I do not know what the solution is apart from government buying in the appropriate project management or ensuring that it has better project management. There is no logical reason why a company that is building a hospital under the PFI model should treat the project differently from how it treats a hospital that it is building under the public procurement model. Something goes wrong, which I suspect is to do not with procurement but with the attitude of contractors to the people who commission them.

Dave Watson:

The figure that Elaine Murray cites was highly disputed. It was produced by a firm of consultants that had—to say the least—a strong bias in favour of PFI.

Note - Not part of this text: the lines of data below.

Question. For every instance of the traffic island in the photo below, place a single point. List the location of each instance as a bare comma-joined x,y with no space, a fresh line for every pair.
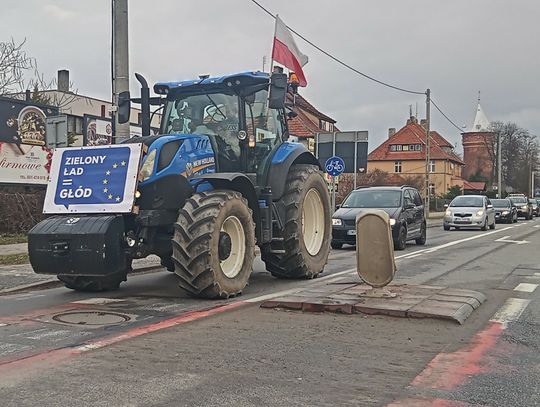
411,301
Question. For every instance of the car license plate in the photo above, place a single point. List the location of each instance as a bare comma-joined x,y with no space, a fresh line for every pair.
462,220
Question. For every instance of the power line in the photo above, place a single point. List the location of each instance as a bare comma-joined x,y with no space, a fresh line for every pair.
445,116
338,60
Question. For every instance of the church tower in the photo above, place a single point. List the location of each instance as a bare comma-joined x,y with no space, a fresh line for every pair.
478,148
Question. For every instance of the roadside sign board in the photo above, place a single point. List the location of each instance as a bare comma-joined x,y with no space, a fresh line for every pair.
93,179
334,166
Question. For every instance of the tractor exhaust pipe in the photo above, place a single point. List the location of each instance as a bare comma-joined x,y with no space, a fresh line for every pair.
145,104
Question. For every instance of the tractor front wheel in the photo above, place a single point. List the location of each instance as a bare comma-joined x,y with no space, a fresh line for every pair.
303,244
214,244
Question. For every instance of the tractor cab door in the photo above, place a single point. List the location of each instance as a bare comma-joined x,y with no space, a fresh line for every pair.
265,128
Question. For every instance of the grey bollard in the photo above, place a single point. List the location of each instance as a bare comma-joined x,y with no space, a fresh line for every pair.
374,248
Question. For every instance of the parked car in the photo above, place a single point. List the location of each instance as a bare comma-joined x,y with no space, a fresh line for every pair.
403,204
469,211
523,206
505,210
535,207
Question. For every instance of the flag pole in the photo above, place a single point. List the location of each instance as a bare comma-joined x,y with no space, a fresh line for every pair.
273,43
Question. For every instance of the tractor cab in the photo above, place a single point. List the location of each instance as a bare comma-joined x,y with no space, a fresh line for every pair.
234,112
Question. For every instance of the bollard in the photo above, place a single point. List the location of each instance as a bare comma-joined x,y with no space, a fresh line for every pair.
374,248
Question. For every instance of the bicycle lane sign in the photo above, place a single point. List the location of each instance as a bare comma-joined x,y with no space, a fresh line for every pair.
334,166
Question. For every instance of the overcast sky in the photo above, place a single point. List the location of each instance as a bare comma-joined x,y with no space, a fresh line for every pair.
453,47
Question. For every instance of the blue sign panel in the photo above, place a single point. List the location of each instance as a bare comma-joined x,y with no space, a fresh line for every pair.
96,176
334,166
93,179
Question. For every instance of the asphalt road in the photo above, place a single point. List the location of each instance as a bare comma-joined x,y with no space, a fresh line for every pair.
152,345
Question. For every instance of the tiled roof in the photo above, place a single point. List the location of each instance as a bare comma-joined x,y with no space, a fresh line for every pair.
475,186
413,133
303,104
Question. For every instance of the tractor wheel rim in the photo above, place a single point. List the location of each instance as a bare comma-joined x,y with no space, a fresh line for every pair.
232,265
313,221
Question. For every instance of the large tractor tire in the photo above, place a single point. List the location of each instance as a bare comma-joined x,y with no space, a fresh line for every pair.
304,245
214,244
109,282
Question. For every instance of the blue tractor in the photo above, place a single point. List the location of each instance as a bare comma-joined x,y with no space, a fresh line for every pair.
219,179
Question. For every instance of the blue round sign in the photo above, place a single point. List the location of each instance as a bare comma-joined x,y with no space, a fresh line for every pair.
334,166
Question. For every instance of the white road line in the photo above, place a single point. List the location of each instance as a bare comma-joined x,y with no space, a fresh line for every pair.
526,287
98,301
510,311
294,290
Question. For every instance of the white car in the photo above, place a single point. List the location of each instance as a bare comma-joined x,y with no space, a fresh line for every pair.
469,211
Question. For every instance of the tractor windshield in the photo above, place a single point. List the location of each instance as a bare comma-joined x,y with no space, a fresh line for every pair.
211,114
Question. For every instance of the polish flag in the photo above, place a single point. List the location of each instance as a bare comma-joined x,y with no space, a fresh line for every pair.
286,52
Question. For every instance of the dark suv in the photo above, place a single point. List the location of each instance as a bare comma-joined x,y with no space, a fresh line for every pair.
403,204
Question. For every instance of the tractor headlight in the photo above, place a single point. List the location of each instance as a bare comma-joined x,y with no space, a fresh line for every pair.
147,168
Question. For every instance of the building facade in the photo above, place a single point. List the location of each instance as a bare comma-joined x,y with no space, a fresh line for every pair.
404,153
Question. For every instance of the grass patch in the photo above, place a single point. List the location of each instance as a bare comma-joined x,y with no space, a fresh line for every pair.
11,259
13,238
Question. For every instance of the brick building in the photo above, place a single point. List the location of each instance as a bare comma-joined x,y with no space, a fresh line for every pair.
478,143
404,153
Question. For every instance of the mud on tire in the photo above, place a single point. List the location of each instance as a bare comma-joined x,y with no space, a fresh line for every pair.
214,244
305,237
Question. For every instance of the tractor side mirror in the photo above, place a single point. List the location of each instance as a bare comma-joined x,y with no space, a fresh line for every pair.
278,91
124,107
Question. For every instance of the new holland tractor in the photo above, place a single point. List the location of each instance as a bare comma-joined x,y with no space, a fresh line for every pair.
219,179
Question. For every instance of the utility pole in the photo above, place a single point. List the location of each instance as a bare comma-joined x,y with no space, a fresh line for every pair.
120,63
499,165
428,119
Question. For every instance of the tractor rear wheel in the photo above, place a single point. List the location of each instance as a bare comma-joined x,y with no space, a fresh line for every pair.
214,244
304,245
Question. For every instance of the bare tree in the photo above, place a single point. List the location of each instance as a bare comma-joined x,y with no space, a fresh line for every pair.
14,63
519,154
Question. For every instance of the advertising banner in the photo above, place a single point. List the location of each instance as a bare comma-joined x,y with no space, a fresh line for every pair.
93,179
23,164
23,122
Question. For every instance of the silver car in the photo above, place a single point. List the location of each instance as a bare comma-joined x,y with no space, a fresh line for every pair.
469,211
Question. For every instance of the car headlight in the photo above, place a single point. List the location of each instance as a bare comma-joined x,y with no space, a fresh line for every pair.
147,168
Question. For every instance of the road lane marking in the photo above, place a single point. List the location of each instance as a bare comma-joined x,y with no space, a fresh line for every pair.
505,239
526,287
510,311
98,301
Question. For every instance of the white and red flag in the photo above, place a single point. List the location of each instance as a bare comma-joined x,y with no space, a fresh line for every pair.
286,52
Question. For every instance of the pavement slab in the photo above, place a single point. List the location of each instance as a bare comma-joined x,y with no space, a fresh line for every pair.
412,301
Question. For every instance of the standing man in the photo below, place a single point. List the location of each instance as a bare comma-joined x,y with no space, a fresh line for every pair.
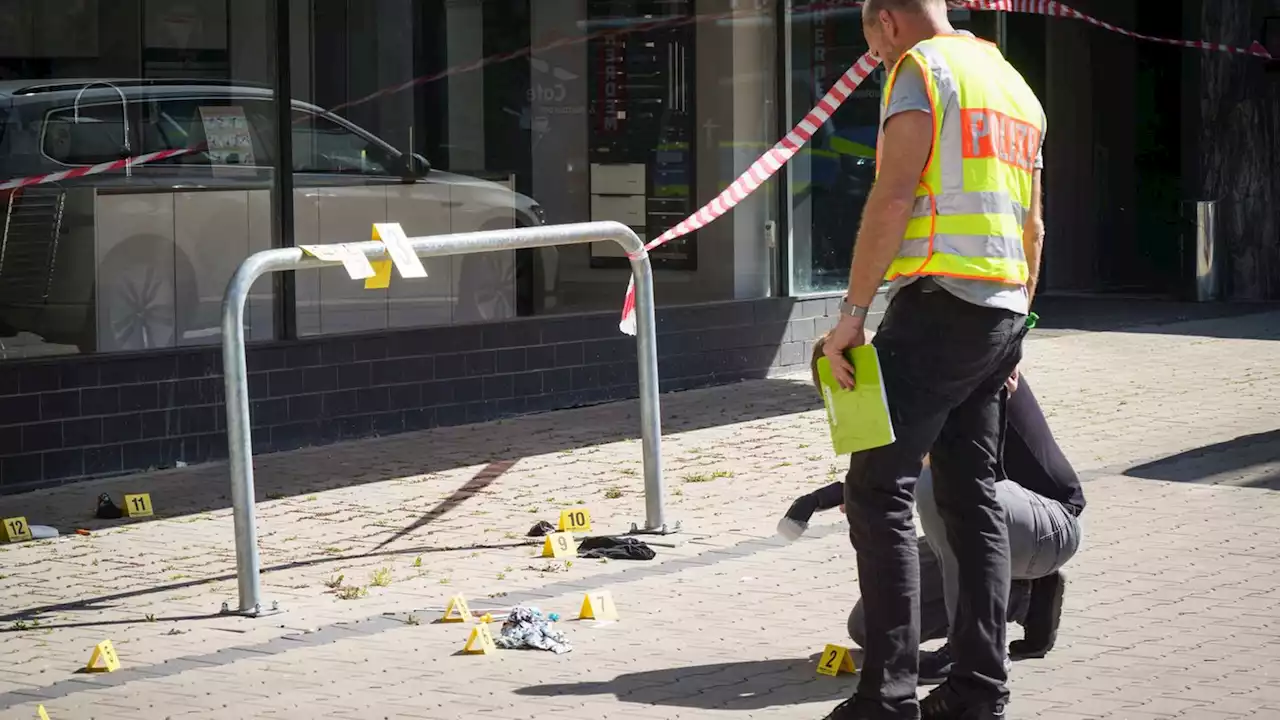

I agree that there is "nothing magical" about PFI in terms of asset management. In terms of global government spending, Elaine Murray is correct that PFI has not been the only show in town. However, for many public authorities that have been considering purchase of certain buildings—schools, in particular—it has been the only show in town: they were clearly told that if they did not use PFI they would not get funding. What is—laughably—in Scotland called "level playing field funding" was allocated only if the authorities went down the PFI route. In England, the funding was called PFI credits, which is a much more accurate description. It is a subsidy. It cannot be said that there was a genuine choice between the conventional model and PFI when public authorities were told that they would not get funding unless they opted for PFI. In that context, it has been the only show in town.

Ken Wimbor:

All the new builds and school refurbishments that were covered by our 2004 survey were PPP/PFI projects. The question is about the standard and quality of project management. It is not inherent in the procurement method, whether that is PPP/PFI or more traditional methods.

Elaine Murray:

The evidence that we have received so far suggests that a range of options is available, of which PPP/PFI is one. It has been suggested that some methods of funding are more appropriate for some types of projects than for others. Why do you want to take out one model? I am not trying to argue that PPP/PFI is superior for all projects because clearly it is not. Some projects are far better funded by more traditional routes of public procurement. Why should PPP/PFI be removed from the public sector?

Dave Watson:

Our plan does not say that PPP/PFI should be removed; rather, it says that a level playing field should be created. We have been there—we have done the design and we have been part of the evaluation. If there was a level playing field, most projects would not touch PFI with a barge pole. There would be no subsidy, a proper value-for-money assessment would be done and the project would end up being done using conventional finance.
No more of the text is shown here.